We’re in the midst of the third consecutive year where the men’s monument classics are being decided by one single method - a solo victory. The best riders in the bunch at the moment - Tadej Pogačar, Mathieu van der Poel and Remco Evenepoel - all seem to be capable of launching attacks from great distances, anywhere between 40km and 100km, and they’re able to make these attacks stick.
The exception is Milan-Sanremo. Beautiful, wonderful, perfect Milan-Sanremo which remains a finely-balanced puzzle requiring a scalpel, rather than a 70km solo smash sledgehammer.
Every edition of the Tour of Flanders, Paris-Roubaix, Liege-Bastogne-Liege and the Tour of Lombardy since 2022 has been won solo. Throw in a few Strade Bianches and even Mads Pedersen got in on the act recently at Gent-Wevelgem with an attack from 56km out, and these mammoth lonely escapades have become utterly normal. A sprint from a small group is now the exception.

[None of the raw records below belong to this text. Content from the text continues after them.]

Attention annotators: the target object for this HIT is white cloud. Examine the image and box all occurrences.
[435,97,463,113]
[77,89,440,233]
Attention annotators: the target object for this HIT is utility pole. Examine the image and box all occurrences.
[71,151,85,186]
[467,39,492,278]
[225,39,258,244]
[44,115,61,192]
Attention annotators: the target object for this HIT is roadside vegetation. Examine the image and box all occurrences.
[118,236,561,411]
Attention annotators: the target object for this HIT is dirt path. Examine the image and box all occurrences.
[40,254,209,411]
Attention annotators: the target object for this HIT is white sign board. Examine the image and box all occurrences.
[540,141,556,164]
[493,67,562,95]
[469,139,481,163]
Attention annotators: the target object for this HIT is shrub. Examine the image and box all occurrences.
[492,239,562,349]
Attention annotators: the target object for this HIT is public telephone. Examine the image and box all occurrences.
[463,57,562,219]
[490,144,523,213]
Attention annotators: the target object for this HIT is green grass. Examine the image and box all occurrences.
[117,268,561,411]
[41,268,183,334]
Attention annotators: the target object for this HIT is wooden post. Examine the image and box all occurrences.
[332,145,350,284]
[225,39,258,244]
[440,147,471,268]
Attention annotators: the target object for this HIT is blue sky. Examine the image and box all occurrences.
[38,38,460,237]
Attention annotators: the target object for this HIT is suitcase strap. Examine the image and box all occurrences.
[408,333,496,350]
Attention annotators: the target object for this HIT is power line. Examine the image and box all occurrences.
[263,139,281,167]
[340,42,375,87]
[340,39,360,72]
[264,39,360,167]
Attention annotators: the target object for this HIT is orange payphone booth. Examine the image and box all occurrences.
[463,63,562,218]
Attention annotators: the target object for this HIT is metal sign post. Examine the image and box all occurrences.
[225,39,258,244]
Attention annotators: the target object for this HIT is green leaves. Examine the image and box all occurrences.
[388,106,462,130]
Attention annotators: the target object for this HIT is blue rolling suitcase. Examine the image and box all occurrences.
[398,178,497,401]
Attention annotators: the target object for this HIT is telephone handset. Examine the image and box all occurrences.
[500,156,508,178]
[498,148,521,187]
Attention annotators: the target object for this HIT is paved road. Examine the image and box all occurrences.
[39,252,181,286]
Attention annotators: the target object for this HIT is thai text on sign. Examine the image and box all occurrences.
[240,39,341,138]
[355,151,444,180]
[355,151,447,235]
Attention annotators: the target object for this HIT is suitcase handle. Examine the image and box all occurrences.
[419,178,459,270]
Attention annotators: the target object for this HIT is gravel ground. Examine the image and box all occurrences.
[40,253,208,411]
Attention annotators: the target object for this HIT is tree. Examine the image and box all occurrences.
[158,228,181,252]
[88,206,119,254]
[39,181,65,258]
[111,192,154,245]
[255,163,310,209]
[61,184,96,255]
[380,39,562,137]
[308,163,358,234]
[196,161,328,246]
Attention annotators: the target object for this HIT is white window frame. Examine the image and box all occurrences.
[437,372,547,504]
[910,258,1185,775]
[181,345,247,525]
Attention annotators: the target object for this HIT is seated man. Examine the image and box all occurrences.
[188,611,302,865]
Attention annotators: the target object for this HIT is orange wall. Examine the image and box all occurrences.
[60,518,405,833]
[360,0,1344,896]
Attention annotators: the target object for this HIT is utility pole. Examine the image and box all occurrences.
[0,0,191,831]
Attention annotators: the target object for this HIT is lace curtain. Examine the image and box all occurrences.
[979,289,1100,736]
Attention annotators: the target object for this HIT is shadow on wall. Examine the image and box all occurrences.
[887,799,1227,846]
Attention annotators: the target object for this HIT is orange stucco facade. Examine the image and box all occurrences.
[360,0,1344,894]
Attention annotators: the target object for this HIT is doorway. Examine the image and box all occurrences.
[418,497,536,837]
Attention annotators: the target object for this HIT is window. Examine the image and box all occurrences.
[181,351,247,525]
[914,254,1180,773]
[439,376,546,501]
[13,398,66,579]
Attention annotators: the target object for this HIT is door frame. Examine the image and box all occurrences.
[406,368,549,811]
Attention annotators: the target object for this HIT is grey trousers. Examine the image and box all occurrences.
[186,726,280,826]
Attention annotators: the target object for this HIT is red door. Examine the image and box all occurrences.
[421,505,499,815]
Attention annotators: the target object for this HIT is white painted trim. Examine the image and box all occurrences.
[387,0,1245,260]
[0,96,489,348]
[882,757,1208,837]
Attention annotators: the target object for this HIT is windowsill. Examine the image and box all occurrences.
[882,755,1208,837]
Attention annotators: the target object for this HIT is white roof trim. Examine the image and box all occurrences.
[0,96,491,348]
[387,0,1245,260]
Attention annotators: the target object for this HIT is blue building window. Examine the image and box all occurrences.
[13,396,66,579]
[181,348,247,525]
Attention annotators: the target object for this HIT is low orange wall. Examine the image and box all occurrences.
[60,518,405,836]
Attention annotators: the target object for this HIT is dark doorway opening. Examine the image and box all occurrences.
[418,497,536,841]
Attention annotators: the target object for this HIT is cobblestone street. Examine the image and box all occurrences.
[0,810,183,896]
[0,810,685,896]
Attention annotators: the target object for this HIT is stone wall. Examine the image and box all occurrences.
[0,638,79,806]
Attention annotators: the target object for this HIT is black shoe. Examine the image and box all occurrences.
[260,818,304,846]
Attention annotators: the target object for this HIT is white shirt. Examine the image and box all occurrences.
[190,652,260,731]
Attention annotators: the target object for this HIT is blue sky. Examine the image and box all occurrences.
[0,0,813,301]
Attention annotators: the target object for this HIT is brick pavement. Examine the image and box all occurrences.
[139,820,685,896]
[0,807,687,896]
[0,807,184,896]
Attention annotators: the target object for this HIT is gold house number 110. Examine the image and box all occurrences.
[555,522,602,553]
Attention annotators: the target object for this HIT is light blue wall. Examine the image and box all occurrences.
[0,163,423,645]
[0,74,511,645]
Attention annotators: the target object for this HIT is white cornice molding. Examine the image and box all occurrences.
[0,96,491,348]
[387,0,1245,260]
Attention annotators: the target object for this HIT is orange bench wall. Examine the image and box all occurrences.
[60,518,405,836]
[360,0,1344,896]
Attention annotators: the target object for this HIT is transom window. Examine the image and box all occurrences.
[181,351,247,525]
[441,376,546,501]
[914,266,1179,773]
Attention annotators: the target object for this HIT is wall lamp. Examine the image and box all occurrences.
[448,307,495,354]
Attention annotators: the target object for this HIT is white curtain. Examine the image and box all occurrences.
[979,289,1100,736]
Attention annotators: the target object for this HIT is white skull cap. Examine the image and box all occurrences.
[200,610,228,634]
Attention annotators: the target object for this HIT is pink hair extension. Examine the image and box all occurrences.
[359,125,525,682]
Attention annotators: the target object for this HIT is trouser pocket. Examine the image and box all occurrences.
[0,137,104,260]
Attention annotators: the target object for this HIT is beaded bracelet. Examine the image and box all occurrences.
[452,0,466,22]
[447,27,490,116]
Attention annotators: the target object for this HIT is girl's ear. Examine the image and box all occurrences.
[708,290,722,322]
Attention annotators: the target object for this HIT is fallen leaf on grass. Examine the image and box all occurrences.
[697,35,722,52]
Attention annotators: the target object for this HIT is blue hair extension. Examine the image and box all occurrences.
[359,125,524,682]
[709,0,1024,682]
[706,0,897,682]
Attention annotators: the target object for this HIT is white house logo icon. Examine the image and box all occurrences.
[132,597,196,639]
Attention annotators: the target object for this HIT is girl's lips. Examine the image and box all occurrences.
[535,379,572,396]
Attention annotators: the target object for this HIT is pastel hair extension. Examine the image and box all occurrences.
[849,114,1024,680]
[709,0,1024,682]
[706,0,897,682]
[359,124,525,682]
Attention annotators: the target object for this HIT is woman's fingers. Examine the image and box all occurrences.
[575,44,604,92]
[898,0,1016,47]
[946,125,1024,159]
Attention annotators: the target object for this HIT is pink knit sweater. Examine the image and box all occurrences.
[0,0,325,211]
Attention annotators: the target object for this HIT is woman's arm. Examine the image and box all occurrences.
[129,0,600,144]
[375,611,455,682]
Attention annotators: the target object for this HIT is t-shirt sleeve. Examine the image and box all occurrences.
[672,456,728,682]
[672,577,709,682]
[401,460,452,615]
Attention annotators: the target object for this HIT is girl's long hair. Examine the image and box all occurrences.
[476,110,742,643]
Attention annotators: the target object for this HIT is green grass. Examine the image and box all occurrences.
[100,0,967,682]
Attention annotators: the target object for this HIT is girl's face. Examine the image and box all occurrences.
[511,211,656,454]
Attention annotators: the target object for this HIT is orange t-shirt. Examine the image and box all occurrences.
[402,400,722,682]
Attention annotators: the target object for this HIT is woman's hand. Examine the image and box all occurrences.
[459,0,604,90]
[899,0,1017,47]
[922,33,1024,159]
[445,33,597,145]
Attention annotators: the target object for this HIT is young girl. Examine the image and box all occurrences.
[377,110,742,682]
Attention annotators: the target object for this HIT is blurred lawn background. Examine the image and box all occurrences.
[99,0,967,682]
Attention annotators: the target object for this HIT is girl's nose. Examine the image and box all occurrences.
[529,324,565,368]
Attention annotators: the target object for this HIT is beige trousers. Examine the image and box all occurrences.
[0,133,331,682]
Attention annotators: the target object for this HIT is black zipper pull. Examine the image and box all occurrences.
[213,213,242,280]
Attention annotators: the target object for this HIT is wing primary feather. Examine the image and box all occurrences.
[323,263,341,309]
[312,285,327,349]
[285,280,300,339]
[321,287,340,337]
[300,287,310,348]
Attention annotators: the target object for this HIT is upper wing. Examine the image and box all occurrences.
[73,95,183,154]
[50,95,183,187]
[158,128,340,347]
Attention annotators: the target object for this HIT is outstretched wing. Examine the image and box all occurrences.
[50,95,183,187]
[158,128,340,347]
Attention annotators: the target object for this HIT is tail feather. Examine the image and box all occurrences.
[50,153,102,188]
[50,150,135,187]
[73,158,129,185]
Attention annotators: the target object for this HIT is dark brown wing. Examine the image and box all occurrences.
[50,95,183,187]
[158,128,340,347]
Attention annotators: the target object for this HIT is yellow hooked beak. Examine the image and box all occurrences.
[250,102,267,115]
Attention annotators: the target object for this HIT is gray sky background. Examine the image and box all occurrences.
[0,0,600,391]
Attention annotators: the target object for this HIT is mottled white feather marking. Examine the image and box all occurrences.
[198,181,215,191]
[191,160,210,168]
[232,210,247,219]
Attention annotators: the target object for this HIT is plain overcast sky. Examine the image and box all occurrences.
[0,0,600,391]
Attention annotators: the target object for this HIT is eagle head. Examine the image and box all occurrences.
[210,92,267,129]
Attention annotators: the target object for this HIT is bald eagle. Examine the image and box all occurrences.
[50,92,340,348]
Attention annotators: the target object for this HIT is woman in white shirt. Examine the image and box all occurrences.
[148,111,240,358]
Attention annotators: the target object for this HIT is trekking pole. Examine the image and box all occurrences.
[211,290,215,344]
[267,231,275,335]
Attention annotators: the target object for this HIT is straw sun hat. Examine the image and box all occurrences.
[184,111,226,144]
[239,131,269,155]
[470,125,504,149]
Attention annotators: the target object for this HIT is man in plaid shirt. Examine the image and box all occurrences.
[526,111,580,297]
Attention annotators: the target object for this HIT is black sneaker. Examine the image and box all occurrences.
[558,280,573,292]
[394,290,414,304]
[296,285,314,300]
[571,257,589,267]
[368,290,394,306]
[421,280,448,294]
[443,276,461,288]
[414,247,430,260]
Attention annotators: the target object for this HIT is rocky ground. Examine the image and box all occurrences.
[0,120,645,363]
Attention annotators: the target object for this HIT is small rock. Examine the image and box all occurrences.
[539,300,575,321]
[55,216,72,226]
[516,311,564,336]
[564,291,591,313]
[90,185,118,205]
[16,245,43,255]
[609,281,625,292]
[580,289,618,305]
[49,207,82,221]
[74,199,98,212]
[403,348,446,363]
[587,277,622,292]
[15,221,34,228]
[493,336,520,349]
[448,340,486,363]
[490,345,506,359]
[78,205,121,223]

These solo displays of power are amazing physical achievements which require riders to be nothing less than at the peak of their physical power. The efforts also require control. The riders have to measure their effort so they don’t blow up and crack spectacularly.
Well, actually, they don’t have to measure their effort. They have a little device to do that for them - a power meter.
They have a screen telling them exactly how many watts they’re producing. They already know from training (as do most of us now thanks to Zwift and the likes) how many watts they can conceivably sustain for a certain period of time.
Do we not want to make racing more exciting? Do the UCI not want to make the racing more exciting? Should all of us not be worried that these endless solo breakaways, with all the caveats about greatness and difficulty, not eventually make people switch off because actually, it’s just not as interesting or exciting as a tactical battle?
Wasn’t it better when riders bonked unexpectedly, cracked spectacularly and the end result was not a foregone conclusion as soon as one of these riders had a gap of more than 30 seconds? Shouldn’t riders have to know their own bodies? Shouldn’t they have to actually measure their own effort themselves?
Every now and again someone likes me starts bitching and moaning about riders being too beholden to numbers and banning power meters gets suggested. Well here we go a again.
Just ban power meters.
“But it won’t make a difference. The riders know their own bodies so well anyway it doesn’t matter if they can see their watts or not”
Well let them fucking prove it then.